Das Auge kocht mit: Einbauküchen bringen Spaß am Kochen!

Das Auge isst nicht nur mit, es kocht auch mit. Es ist daher naheliegend, dass Kochen erst mit der perfekten Küche wirklich Spaß macht.

Eine aus einzelnen Möbelstücken zusammengewürfelte Küche wirkt hingegen eher bedingt einladend. Daher setzen viele Wohnungs- und Hauseigentümer auf eine Einbauküche. Es gibt eine große Auswahl an Einbauküchen, die sich von ihren Materialien, sowie Preis und Qualität stark unterscheiden. Erfahren Sie im Folgenden, worauf es beim Kauf einer Einbauküche ankommt.

In einer schönen Einbauküche macht Kochen Spaß
In einer Einbauküche sollte genügend Platz zum Zubereiten und zum Kochen sein. Auch Stauraum darf nicht fehlen. © RainerSturm / pixelio.de

Richtige Planung und Überblick über Einbauküchen verschaffen

Bevor Sie eine Einbauküche kaufen, sollten Sie den Raum richtig ausmessen. Höhe, Breite, Tiefe; wie viel Platz und Arbeitsfläche brauchen Sie zum Kochen? Wie viel Stauraum brauchen Sie? Wollen Sie bevorzugt in der Küche essen oder geht das auch im Wohnzimmer?
Anschließend machen Sie sich Gedanken über die Ausstattung Ihrer Einbauküche. Hierzu gehören die Anzahl der Schränke, die Platzierung der Elektrogeräte und wie viel Stauraum für Geschirr und Lebensmittel sowie Kochutensilien Sie benötigen. Am besten ist es, wenn Sie sich alles detailliert aufschreiben, damit Sie später im Küchenfachmarkt nicht von unerwarteten Fragen überrumpelt werden.

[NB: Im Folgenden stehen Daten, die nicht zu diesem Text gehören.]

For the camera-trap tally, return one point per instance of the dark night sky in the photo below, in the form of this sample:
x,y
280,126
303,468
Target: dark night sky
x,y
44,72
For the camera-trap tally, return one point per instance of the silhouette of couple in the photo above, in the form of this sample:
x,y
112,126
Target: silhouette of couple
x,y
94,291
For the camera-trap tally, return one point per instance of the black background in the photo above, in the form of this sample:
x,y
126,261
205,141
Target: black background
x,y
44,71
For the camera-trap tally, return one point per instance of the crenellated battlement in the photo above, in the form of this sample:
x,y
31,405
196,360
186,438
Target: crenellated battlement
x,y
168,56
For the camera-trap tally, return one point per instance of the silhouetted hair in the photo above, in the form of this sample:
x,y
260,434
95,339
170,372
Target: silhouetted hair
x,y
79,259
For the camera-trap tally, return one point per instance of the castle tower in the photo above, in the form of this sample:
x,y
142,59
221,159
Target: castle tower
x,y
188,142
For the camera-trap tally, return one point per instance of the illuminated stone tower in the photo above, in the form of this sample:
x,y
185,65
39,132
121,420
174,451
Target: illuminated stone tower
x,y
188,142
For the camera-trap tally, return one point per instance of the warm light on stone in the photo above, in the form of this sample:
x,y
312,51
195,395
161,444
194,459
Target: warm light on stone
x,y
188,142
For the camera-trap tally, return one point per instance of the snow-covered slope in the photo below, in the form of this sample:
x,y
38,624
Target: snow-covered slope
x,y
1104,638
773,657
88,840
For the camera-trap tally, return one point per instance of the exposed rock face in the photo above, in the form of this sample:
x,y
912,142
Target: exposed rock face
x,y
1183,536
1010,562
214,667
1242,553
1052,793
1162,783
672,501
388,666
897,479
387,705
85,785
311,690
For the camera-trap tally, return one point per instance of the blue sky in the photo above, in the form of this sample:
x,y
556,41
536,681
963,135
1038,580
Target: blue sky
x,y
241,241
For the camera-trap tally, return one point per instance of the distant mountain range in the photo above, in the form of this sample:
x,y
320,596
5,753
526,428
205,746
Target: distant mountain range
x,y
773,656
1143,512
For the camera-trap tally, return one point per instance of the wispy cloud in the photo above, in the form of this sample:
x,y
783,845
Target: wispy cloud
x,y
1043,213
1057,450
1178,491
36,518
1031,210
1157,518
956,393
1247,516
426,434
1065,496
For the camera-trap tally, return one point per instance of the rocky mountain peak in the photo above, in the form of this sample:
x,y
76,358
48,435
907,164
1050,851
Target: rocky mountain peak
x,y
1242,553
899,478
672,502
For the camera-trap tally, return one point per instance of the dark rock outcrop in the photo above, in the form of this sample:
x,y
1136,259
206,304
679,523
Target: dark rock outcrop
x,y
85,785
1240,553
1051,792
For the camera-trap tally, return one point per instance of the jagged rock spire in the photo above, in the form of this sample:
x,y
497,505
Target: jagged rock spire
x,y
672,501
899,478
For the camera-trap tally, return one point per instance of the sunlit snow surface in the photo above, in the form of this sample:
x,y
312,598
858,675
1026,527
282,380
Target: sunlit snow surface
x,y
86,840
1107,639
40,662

Mit diesen Unterlagen können Sie sich nun ein erstes Bild vom Angebot in den Möbelmärkten und entsprechenden Fachgeschäften verschaffen. Hier können Sie sich Ihre Einbauküche zusammenstellen: Küchenzeile, Arbeitsplatte, Unter- und Hochschränke. Alles sollte von einem Hersteller bezogen werden, damit die Optik und die Maße stimmen. Darüber hinaus besteht hierbei auch die Möglichkeit, nach einigen Jahren die Küchenfronten auszutauschen. Durch den Austausch wirkt der Raum wie eine komplett neue Küche.
Beim Küchendesign können Sie zwischen unterschiedlichen Oberflächen auch mit weiteren Elementen experimentieren. Wählen Sie beispielsweise zwischen Edelstahl- und Keramikspüle oder Stahl- und Kunststoffgriffen.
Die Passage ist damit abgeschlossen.